The minimum that $r$ could possibly be is $C=\sum\limits_{i=1}^\infty\frac{1}{p_i^2}$. However, a sequence of $1$s and $2$s can be chosen so that $r$ can be any real number not less than $C$. Since $\sum\limits_{i=1}^\infty\left(\frac{1}{p_i}-\frac{1}{p_i^2}\right)$ diverges, consider the sum $$ S_n=\sum_{i=1}^n b_i\left(\frac{1}{p_i}-\frac{1}{p_i^2}\right) $$ where $b_i$ is $0$ or $1$. Choose $b_n=1$ while $S_{n-1}+\frac{1}{p_n}-\frac{1}{p_n^2}\le L-C$ and $b_n=0$ while $S_{n-1}+\frac{1}{p_n}-\frac{1}{p_n^2}>L-C$.

If we let $a_i=1$ when $b_i=1$ and $a_i=2$ when $b_i=0$, then $$ \sum\limits_{i=1}^\infty\frac{1}{p_i^{a_i}}=\sum\limits_{i=1}^\infty\frac{1}{p_i^2}+\sum_{i=1}^\infty b_i\left(\frac{1}{p_i}-\frac{1}{p_i^2}\right)=C+(L-C)=L $$ The question with non-negative integers in the denominator:

Changing $p_n$ from the $n^{th}$ prime to $n$ simply allows us to specify $C=\frac{\pi^2}{6}$. The rest of the procedure follows through unchanged.

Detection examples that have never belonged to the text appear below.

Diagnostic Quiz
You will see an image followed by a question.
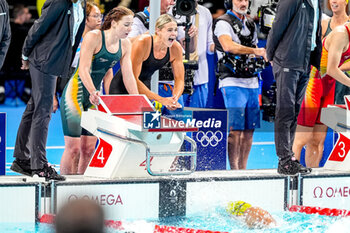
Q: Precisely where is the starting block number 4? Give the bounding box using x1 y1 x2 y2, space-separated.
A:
139 156 153 170
328 133 350 162
89 138 113 168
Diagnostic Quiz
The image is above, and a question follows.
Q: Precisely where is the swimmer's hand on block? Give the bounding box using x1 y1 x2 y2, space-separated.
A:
226 201 276 228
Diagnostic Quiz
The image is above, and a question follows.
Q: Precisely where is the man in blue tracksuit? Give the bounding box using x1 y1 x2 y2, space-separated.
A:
266 0 322 175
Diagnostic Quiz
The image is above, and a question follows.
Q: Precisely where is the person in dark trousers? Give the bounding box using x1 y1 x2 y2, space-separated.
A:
266 0 322 175
11 0 86 180
0 4 32 103
0 0 11 103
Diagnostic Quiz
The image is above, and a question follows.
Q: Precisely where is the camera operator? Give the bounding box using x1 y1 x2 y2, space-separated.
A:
175 0 214 108
213 0 266 169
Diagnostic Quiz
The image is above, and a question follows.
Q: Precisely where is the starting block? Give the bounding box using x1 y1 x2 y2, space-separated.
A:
81 95 198 179
321 95 350 171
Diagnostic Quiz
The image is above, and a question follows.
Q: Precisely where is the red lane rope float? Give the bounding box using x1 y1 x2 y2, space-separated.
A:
154 225 228 233
40 217 228 233
289 205 350 217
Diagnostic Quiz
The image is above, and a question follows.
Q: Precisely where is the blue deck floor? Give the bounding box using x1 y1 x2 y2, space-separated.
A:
0 99 310 175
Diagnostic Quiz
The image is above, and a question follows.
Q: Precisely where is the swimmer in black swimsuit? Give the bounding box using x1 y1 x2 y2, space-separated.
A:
109 14 184 110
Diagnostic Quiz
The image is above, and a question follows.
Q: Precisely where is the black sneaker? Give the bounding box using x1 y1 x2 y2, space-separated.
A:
32 164 66 181
277 157 312 176
10 159 32 176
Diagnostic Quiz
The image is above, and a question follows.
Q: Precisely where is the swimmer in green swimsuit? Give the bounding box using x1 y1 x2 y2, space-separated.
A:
61 7 138 174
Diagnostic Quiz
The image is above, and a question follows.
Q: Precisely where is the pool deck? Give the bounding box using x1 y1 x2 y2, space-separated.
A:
0 168 350 184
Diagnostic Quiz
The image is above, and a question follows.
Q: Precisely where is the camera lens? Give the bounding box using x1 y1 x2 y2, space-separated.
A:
176 0 196 15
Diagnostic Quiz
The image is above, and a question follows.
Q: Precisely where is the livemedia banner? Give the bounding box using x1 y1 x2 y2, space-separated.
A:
0 112 6 175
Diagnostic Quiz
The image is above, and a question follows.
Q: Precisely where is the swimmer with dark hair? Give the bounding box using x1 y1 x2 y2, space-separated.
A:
226 201 276 228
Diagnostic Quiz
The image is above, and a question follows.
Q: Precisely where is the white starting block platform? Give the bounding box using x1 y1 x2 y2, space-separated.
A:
321 96 350 171
0 168 350 223
81 95 198 178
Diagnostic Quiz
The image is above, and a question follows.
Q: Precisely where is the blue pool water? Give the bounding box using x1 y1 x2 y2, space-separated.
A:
0 209 350 233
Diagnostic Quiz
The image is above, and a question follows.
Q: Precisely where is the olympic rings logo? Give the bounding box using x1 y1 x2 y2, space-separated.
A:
196 130 224 147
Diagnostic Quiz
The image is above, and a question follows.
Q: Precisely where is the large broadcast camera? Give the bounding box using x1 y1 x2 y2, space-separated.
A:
159 0 198 95
218 54 270 79
258 0 279 35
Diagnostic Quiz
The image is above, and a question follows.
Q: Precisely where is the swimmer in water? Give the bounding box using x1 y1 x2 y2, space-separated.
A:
226 201 276 228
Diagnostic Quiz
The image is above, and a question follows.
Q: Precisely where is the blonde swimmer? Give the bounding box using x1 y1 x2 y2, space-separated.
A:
226 201 276 228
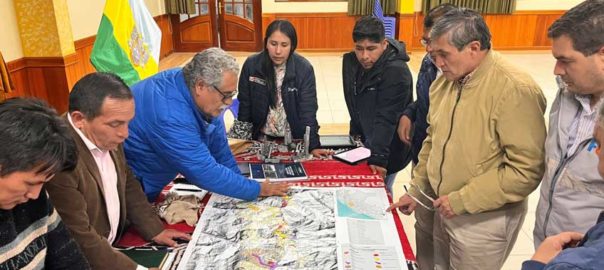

That is, choose any $L\ge C$ and let $$ S_n=\sum_{i=1}^n b_i\left(\frac{1}{i}-\frac{1}{i^2}\right) $$ where $b_i$ is $0$ or $1$. Choose $b_n=1$ while $S_{n-1}+\frac{1}{n}-\frac{1}{n^2}\le L-C$ and $b_n=0$ while $S_{n-1}+\frac{1}{n}-\frac{1}{n^2}>L-C$.

If we let $a_i=1$ when $b_i=1$ and $a_i=2$ when $b_i=0$, then $$ \sum\limits_{n=1}^\infty\frac{1}{n^{a_i}}=\sum\limits_{n=1}^\infty\frac{1}{n^2}+\sum_{n=1}^\infty b_n\left(\frac{1}{n}-\frac{1}{n^2}\right)=C+(L-C)=L $$ We don't need to worry about an infinite final sequence of $1$s in the binary number since that would map to a divergent series.